Cara Mia,
ricordi quando i federali mi portaron via?
Vedevo il tuo volto piangente mentre sedevi a terra nel parco,
sentivi riempirsi nel tuo cuore quel varco.
Non dimentico quando io pianista squattrinato scesi dalla nave
e sentii nell'aria il profumo della Grande Mela così soave.
Lavoravo in una fabbrica di morte
con nostalgia e dolore per la mia sorte.
Ti vidi la prima volta su una panchina a Central Park
mentre leggevi e la brezza dell'Oceano accarezzava il tuo viso,
mi accennasti a malappena qualche sorriso
e ti avvicinasti curiosa e con il cuore che iniziava a battere improvviso.

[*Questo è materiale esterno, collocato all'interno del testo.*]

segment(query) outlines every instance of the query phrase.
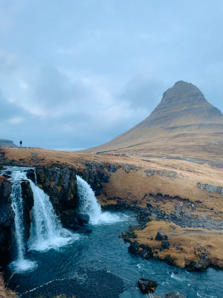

Scambiammo qualche parola e qualche opinione
tu giovane benestante di Albany e io emigrato con appena i soldi per la pensione,
entrambi appassionati di jazz e pieni di speranza
nei figli che avremmo potuto avere e avrebbero appreso la buona creanza.
Eravamo così diversi e così uguali
e insieme pieni di fiducia nella libertà e sotto il riparo delle sue ali.
Ero talmente triste di non poterti offrire niente
che per te diventai rapinatore di banche e delinquente.
Adesso non posso più suonare il piano insieme a te ma solo dimenticarti
perchè domani sarò costretto dal fuoco dei fucili a lasciarti.
Qui in prigione ho avuto tempo per pensarti
ma adesso a te conviene di me scordarti.
Se solo penso a quando scesi da quel battello
e portavo il vestito ricavato dalle tende,
mi viene di riflettere sulla storia di me povero pivello
e di te bella ragazza costretta a guardare noi con le bende.